Flowers   Flowers are 2.5-5cm long, funnel-shaped, 5-lobed and clustered at the ends of branches, white, pink or red in colour often pale with a darker margin.
Leaves   Leaves are leathery in texture, clustered towards the ends of the branches and spirally arranged. They are broadest above the middle (obovate) or oblong or elliptic in shape with a rounded apex, 5-22cm long and 0.5-6cm wide. Leaves can be hairy or not.
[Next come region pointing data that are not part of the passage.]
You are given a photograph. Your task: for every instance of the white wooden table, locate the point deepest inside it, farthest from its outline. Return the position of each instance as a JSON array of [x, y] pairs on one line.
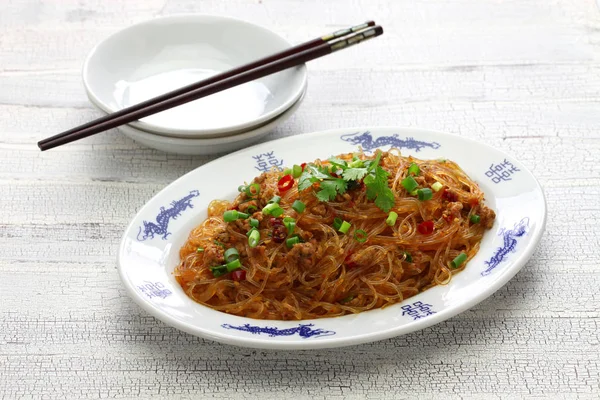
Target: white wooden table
[[521, 75]]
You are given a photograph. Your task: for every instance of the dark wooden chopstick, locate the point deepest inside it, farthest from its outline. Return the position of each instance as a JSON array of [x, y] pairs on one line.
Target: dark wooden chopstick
[[213, 79], [317, 48]]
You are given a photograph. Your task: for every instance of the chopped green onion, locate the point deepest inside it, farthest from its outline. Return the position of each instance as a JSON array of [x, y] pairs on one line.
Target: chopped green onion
[[277, 212], [356, 164], [252, 190], [459, 260], [230, 215], [290, 242], [218, 270], [409, 183], [345, 226], [424, 194], [233, 265], [231, 254], [298, 206], [337, 223], [270, 208], [296, 171], [254, 238], [414, 169], [437, 186], [360, 236], [290, 224], [392, 217]]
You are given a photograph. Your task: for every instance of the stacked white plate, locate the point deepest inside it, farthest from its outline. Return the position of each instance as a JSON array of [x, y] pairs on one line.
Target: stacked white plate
[[155, 57]]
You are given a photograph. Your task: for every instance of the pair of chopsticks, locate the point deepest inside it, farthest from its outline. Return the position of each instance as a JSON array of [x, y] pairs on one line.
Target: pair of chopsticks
[[291, 57]]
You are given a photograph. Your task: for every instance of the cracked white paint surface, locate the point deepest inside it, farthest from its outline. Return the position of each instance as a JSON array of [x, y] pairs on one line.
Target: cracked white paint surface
[[521, 75]]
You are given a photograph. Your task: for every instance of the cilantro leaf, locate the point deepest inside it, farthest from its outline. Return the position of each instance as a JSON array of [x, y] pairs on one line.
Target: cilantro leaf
[[375, 162], [330, 189], [378, 190], [310, 175], [354, 174], [338, 162], [305, 181]]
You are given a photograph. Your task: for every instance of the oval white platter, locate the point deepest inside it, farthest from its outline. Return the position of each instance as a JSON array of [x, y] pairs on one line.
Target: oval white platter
[[149, 250]]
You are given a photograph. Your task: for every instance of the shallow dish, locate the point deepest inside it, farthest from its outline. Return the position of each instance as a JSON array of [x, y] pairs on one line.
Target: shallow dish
[[154, 57], [208, 145], [149, 250]]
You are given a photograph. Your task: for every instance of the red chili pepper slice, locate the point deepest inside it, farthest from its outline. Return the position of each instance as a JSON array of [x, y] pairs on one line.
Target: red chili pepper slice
[[350, 264], [238, 275], [285, 183], [425, 227]]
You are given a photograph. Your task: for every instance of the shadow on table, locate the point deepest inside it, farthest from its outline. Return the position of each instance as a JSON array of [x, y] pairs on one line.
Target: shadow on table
[[482, 330]]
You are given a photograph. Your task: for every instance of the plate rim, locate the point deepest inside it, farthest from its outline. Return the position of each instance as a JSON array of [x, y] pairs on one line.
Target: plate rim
[[518, 263]]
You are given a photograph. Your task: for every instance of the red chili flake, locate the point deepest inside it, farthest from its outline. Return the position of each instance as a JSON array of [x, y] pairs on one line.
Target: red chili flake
[[285, 183], [450, 196], [238, 275], [350, 264], [425, 227]]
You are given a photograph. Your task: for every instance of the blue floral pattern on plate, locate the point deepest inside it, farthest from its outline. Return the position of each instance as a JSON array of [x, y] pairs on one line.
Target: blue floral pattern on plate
[[305, 331], [164, 217], [509, 244], [365, 140]]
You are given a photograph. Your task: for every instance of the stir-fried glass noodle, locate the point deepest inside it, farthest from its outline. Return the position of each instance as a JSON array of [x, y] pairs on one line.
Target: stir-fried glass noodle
[[335, 237]]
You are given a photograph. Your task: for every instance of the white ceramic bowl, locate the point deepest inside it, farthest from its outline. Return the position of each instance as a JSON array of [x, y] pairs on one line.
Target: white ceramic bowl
[[160, 55], [149, 251], [208, 145]]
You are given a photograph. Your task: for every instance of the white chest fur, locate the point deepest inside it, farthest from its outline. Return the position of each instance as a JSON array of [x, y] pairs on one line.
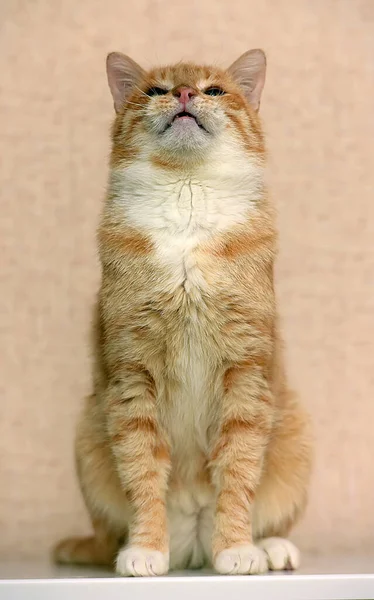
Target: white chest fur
[[180, 212]]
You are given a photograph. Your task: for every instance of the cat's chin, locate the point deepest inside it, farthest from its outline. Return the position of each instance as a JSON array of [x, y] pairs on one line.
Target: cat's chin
[[185, 135]]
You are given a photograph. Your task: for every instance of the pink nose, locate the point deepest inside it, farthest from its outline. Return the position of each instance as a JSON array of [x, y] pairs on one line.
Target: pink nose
[[184, 94]]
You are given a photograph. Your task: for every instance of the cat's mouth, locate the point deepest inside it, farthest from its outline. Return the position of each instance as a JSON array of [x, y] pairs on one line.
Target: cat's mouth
[[185, 116]]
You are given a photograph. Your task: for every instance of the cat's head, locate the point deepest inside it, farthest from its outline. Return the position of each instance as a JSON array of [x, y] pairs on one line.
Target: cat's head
[[178, 114]]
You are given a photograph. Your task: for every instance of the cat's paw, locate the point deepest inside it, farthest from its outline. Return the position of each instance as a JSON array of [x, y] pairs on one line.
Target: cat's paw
[[241, 560], [141, 562], [281, 554]]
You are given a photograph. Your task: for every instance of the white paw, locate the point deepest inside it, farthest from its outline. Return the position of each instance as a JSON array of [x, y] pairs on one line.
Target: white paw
[[281, 553], [241, 560], [141, 562]]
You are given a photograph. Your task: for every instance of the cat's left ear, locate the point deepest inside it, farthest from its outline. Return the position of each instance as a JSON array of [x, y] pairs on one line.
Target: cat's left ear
[[123, 74], [249, 72]]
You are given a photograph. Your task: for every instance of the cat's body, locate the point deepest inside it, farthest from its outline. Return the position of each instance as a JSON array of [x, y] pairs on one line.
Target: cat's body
[[191, 435]]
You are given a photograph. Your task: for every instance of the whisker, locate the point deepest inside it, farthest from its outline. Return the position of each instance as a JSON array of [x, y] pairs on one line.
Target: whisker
[[135, 103]]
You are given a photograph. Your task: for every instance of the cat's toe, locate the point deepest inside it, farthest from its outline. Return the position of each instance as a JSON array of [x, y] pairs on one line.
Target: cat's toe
[[141, 562], [241, 560], [281, 553]]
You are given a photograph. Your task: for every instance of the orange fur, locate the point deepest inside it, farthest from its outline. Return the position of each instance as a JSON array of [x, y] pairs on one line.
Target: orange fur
[[191, 420]]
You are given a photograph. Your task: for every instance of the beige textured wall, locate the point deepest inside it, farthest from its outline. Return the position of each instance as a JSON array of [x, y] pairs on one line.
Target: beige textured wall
[[55, 111]]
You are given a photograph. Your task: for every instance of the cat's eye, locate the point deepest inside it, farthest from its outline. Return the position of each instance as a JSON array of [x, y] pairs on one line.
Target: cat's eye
[[214, 91], [155, 91]]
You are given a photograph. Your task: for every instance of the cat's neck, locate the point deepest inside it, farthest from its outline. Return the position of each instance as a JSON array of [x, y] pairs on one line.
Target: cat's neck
[[212, 196]]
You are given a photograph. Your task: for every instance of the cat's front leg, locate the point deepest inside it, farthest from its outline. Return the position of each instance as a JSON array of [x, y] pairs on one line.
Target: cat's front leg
[[142, 461], [237, 458]]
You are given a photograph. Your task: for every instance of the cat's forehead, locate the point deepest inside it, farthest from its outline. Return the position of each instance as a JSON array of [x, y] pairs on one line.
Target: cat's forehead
[[188, 74]]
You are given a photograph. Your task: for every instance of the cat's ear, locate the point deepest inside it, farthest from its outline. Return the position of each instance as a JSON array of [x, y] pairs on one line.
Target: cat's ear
[[123, 73], [249, 72]]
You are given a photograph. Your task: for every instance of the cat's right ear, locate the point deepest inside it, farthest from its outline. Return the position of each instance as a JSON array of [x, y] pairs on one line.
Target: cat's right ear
[[123, 74]]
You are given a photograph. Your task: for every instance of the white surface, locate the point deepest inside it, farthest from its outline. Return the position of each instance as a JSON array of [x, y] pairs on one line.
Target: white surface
[[320, 578]]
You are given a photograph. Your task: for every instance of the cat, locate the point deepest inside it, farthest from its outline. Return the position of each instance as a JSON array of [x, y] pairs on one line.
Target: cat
[[191, 451]]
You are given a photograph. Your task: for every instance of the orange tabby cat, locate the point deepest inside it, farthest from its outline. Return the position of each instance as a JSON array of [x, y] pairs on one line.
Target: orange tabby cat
[[191, 449]]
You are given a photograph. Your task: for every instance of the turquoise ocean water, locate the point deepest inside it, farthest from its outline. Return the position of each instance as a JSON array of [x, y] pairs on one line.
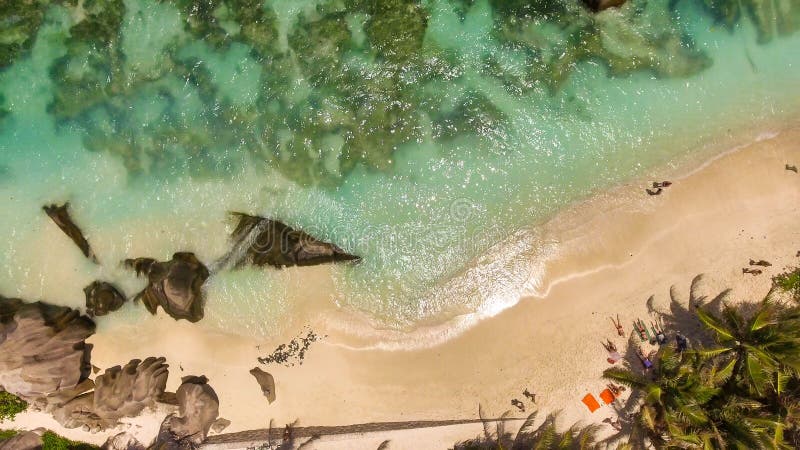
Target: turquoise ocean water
[[428, 137]]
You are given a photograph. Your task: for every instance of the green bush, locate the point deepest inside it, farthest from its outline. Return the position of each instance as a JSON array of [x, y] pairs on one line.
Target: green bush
[[10, 406], [52, 441]]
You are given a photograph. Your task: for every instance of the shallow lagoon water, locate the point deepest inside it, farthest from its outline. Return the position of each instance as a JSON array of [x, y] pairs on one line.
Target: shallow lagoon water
[[435, 169]]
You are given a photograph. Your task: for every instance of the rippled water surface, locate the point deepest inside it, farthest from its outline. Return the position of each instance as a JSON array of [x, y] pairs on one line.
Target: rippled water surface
[[426, 137]]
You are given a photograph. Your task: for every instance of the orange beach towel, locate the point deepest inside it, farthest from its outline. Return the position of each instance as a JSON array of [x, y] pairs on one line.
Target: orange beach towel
[[591, 402], [607, 396]]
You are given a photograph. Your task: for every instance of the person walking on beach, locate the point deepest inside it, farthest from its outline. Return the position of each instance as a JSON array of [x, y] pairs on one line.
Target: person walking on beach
[[618, 326]]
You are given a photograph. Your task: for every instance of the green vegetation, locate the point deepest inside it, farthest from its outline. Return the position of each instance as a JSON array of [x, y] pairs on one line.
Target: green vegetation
[[341, 84], [738, 387], [10, 406], [741, 392], [19, 22], [545, 437], [52, 441], [789, 282]]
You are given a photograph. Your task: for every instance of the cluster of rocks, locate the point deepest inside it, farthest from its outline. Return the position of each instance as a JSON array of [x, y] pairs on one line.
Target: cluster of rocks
[[176, 285], [292, 353], [45, 360]]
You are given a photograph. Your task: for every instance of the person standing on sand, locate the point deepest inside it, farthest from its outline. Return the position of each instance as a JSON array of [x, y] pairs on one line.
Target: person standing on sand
[[618, 326]]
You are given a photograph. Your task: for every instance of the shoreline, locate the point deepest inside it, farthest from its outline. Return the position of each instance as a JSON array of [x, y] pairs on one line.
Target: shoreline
[[369, 334], [735, 205]]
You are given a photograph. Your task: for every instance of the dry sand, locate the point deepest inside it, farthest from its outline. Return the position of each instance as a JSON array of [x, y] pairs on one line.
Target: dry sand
[[614, 252]]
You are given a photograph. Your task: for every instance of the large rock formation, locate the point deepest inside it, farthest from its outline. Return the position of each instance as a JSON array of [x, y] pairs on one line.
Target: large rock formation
[[61, 217], [102, 298], [266, 382], [174, 285], [119, 392], [122, 441], [260, 241], [199, 408], [43, 348]]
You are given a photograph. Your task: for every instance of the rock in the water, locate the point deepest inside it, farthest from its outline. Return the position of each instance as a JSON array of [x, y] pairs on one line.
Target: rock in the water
[[60, 216], [219, 425], [267, 383], [260, 241], [119, 392], [122, 441], [600, 5], [102, 298], [26, 440], [175, 285], [199, 408], [42, 348]]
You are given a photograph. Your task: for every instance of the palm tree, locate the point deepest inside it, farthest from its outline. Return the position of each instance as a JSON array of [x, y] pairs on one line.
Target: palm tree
[[544, 437], [760, 350], [672, 398], [684, 405]]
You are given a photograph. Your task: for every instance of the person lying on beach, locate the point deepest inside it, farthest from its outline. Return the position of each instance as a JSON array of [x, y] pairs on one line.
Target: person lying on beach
[[654, 192], [659, 336], [613, 354], [760, 262], [618, 326], [615, 424], [529, 395], [615, 389], [640, 329], [644, 359]]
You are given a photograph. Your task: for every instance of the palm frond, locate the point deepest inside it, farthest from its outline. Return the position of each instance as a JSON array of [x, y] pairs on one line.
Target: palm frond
[[715, 325]]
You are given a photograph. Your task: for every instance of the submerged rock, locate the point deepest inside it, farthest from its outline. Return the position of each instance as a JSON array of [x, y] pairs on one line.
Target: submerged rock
[[599, 5], [267, 383], [260, 241], [119, 392], [43, 348], [102, 298], [199, 409], [174, 285], [60, 216], [219, 425]]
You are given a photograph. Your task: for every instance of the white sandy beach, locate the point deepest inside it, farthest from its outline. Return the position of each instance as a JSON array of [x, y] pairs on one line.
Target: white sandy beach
[[614, 251]]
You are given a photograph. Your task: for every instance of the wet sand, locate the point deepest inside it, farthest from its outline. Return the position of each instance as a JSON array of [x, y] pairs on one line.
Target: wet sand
[[614, 251]]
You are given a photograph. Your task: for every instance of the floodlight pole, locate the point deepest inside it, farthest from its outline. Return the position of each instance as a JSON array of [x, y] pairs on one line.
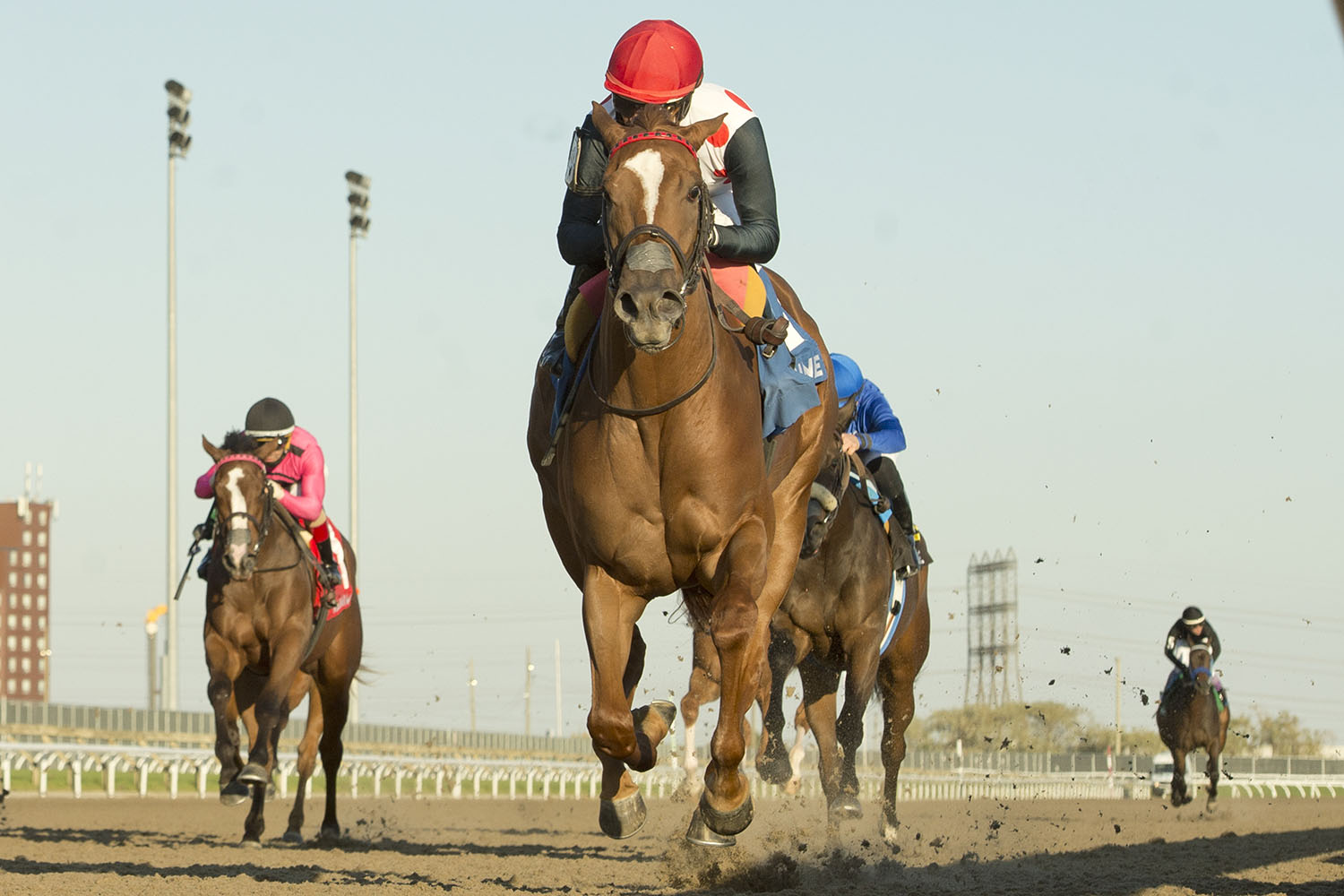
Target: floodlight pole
[[177, 142], [358, 198]]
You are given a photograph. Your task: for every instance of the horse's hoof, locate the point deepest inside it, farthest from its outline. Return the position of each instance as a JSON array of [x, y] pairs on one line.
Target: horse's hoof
[[621, 818], [890, 826], [253, 774], [701, 834], [726, 823], [661, 711], [773, 764], [234, 793], [844, 807]]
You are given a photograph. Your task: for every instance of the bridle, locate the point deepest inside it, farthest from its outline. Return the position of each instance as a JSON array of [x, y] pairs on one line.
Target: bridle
[[263, 525], [693, 268]]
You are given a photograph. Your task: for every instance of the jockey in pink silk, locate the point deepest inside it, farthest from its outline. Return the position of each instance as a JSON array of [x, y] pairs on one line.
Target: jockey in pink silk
[[297, 474]]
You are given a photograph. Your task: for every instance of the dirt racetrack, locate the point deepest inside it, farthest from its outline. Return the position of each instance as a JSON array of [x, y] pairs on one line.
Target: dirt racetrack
[[1123, 848]]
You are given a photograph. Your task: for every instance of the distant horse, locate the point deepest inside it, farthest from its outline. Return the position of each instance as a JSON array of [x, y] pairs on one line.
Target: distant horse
[[1188, 719], [263, 638], [660, 479], [835, 619]]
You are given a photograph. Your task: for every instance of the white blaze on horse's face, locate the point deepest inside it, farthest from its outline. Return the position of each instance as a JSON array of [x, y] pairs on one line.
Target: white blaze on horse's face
[[648, 167], [239, 535]]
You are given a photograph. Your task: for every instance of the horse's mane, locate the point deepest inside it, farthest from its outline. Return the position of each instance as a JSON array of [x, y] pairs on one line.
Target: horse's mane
[[652, 117], [238, 443]]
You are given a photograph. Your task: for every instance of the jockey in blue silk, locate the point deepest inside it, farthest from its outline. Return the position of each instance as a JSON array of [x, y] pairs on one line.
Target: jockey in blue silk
[[874, 435], [1190, 630]]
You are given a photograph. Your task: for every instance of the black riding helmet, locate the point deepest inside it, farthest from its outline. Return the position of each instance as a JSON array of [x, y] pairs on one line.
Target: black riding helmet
[[269, 419]]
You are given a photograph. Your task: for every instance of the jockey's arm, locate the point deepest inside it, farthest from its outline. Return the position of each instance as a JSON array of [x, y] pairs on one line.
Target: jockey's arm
[[312, 487], [875, 424], [747, 166], [1171, 648]]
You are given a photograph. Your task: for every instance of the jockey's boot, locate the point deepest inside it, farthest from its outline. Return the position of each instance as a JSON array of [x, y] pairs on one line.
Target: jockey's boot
[[553, 355], [328, 573]]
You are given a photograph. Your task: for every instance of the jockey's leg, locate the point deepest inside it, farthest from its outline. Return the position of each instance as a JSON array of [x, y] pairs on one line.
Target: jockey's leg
[[331, 571], [902, 527]]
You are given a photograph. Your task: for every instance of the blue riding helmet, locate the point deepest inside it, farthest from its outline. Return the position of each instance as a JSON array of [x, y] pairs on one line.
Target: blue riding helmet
[[849, 376]]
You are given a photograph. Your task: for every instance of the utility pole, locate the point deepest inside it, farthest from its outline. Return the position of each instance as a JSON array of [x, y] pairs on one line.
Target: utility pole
[[1117, 710], [527, 696], [177, 144], [470, 688], [559, 729]]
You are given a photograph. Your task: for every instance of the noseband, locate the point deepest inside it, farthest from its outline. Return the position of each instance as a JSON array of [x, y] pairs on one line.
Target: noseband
[[268, 504], [691, 273]]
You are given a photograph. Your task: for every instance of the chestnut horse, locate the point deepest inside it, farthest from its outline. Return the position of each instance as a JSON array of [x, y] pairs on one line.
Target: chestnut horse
[[1188, 719], [660, 479], [833, 619], [261, 637]]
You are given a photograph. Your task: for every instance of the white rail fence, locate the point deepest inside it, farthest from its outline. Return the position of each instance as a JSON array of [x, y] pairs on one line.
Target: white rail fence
[[188, 771]]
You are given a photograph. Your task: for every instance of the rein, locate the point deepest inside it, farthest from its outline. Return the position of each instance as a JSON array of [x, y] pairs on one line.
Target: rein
[[691, 273]]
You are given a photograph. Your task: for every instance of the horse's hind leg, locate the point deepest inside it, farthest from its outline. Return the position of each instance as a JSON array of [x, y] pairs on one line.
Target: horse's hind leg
[[702, 688], [819, 699], [897, 673], [773, 758], [306, 753]]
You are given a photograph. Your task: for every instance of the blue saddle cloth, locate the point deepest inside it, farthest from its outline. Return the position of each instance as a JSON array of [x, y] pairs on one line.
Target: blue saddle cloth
[[789, 375]]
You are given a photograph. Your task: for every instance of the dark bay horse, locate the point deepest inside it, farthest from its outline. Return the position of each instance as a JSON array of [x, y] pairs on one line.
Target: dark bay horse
[[833, 619], [1188, 719], [660, 479], [261, 650]]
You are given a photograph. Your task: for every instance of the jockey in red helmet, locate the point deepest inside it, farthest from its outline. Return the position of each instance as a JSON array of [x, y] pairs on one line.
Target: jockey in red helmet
[[658, 64]]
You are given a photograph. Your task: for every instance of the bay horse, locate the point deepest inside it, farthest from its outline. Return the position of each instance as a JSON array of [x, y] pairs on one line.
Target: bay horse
[[661, 478], [263, 648], [835, 618], [1188, 719]]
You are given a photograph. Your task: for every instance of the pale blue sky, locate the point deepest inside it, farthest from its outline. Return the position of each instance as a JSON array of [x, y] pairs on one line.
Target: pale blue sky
[[1090, 253]]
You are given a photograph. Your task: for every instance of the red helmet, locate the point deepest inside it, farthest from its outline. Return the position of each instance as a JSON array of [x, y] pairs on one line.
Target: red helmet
[[656, 61]]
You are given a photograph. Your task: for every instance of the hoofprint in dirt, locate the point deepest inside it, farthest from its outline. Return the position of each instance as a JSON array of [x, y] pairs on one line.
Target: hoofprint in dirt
[[1123, 848]]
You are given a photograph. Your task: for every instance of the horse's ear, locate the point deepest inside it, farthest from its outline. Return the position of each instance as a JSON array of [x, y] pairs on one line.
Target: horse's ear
[[701, 131], [607, 125], [211, 450]]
 Fruit/Berries   The fruit are tapered pods borne in pairs, grey or grey brown in colour, 15-16cm long and containing long narrow cylindric seeds that are tipped at each end with a tuft of long silky golden-brown hairs.
Other  
Symptoms   All parts of the plant are toxic. Symptoms may include slow heart beat, low blood pressure, lethargy, dizziness and stomach upset.
Toxicity category   2
Warning   Seek urgent medical attention for any ingestion.